Tyco, which also makes ADT burglar alarms, trash bags and medical supplies, said it expects earnings of 80 cents to 82 cents a share in the second quarter ending in March.

Analysts on average were expecting 86 cents, according to Thomson Financial/First Call.

For the first quarter ended Dec. 31, net income more than quadrupled to $1.45 billion, or 73 cents a share, from $317.4 million, or 18 cents, a year earlier, mostly because of new accounting rules for acquisitions and sales and earnings from the purchase of the CIT Group finance unit in June. Sales of security and health-care products rose.
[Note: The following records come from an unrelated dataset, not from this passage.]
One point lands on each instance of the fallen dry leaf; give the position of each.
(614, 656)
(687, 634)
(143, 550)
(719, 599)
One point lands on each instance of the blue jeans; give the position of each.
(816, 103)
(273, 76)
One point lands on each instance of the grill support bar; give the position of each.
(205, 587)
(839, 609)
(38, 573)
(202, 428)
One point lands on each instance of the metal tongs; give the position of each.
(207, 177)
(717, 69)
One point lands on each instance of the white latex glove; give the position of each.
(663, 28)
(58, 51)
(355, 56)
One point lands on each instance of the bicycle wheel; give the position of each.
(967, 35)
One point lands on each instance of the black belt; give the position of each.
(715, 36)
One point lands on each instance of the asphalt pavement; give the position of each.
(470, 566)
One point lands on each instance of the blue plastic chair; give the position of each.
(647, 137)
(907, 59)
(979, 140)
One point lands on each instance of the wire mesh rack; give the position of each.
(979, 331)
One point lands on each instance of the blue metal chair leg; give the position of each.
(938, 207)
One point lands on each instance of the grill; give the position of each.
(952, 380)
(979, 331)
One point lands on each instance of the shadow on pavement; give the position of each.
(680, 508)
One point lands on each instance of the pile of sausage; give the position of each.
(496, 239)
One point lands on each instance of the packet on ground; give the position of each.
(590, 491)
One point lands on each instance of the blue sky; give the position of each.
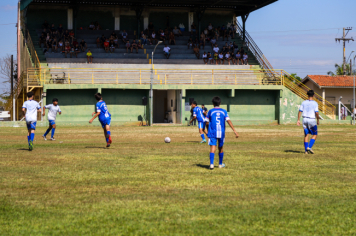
(295, 35)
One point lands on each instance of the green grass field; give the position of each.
(142, 186)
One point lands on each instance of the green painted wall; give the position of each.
(36, 17)
(105, 19)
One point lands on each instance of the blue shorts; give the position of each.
(105, 122)
(310, 126)
(201, 125)
(214, 141)
(31, 125)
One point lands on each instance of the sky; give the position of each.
(295, 35)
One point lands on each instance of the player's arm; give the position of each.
(232, 127)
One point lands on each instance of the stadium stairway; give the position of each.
(180, 54)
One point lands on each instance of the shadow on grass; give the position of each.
(203, 166)
(293, 151)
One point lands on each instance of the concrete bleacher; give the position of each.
(180, 54)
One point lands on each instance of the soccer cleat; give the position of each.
(30, 146)
(310, 151)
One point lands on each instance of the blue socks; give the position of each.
(32, 137)
(47, 131)
(221, 157)
(311, 143)
(212, 158)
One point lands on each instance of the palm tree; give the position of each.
(339, 70)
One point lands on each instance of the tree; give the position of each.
(339, 70)
(296, 77)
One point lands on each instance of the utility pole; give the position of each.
(344, 39)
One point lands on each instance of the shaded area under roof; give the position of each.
(241, 7)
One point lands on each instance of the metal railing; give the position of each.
(290, 82)
(40, 77)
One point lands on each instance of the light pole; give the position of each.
(151, 91)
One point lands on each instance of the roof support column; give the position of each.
(244, 19)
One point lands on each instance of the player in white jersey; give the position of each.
(30, 109)
(53, 109)
(310, 112)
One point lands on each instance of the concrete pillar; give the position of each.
(70, 19)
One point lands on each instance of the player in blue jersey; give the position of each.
(53, 109)
(104, 117)
(198, 115)
(216, 119)
(30, 109)
(310, 112)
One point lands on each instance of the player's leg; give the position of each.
(212, 143)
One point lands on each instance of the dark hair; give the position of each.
(30, 94)
(310, 93)
(98, 96)
(216, 101)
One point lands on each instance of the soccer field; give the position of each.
(142, 186)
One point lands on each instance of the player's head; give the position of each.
(55, 101)
(30, 95)
(216, 101)
(98, 96)
(310, 93)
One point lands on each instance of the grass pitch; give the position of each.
(142, 186)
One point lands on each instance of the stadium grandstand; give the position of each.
(71, 49)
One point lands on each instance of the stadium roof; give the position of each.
(326, 81)
(241, 7)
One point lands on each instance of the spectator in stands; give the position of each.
(150, 28)
(61, 46)
(91, 26)
(167, 51)
(176, 31)
(107, 45)
(67, 50)
(134, 46)
(89, 57)
(83, 45)
(205, 58)
(216, 48)
(128, 46)
(245, 59)
(98, 42)
(162, 37)
(60, 30)
(124, 36)
(172, 39)
(193, 29)
(112, 46)
(76, 51)
(221, 58)
(54, 45)
(45, 25)
(196, 52)
(143, 38)
(154, 38)
(42, 40)
(210, 58)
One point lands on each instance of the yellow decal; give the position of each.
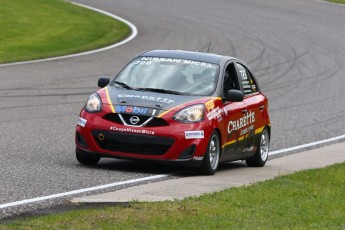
(257, 131)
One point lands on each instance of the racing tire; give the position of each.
(260, 157)
(86, 160)
(211, 159)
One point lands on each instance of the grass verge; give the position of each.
(312, 199)
(35, 29)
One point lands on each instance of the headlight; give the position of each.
(191, 114)
(94, 104)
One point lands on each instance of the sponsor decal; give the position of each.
(199, 134)
(148, 98)
(246, 120)
(81, 122)
(198, 158)
(150, 60)
(210, 105)
(131, 110)
(215, 113)
(134, 120)
(247, 130)
(131, 130)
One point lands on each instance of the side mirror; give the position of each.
(103, 82)
(234, 95)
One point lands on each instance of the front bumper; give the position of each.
(167, 144)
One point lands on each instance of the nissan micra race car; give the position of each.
(171, 106)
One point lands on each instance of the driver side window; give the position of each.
(230, 78)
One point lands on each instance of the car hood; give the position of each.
(121, 98)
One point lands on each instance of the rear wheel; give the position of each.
(211, 159)
(87, 160)
(261, 155)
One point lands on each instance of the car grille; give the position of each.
(132, 143)
(154, 121)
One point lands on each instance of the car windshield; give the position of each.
(169, 75)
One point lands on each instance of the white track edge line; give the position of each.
(37, 199)
(131, 37)
(59, 195)
(307, 145)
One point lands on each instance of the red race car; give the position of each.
(171, 106)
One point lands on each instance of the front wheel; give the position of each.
(211, 159)
(261, 155)
(86, 160)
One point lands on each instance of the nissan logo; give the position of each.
(134, 120)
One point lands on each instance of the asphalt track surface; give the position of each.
(296, 48)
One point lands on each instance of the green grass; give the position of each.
(35, 29)
(313, 199)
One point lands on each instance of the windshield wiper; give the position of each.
(123, 85)
(161, 91)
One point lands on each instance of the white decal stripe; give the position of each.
(43, 198)
(132, 36)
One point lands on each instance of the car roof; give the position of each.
(188, 55)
Excluding one-time items, Tyco said it would have earned $1.47 billion, or 74 cents a share, a penny higher than analysts’ forecast. Revenue rose 20% to $10.1 billion, despite a 19% drop in electronics business revenue to $3.1 billion.

“It was a solid quarter but the company gave the bears plenty to chew on,” Michael Regan, an analyst at Credit Suisse First Boston Corp., wrote in a note to clients.

He has a “buy” rating on the shares and doesn’t own the stock.

Shares of Tyco, based in Bermuda and run from Exeter, N.H., fell $4.35 in heavy trading to $48.05 on the New York Stock Exchange.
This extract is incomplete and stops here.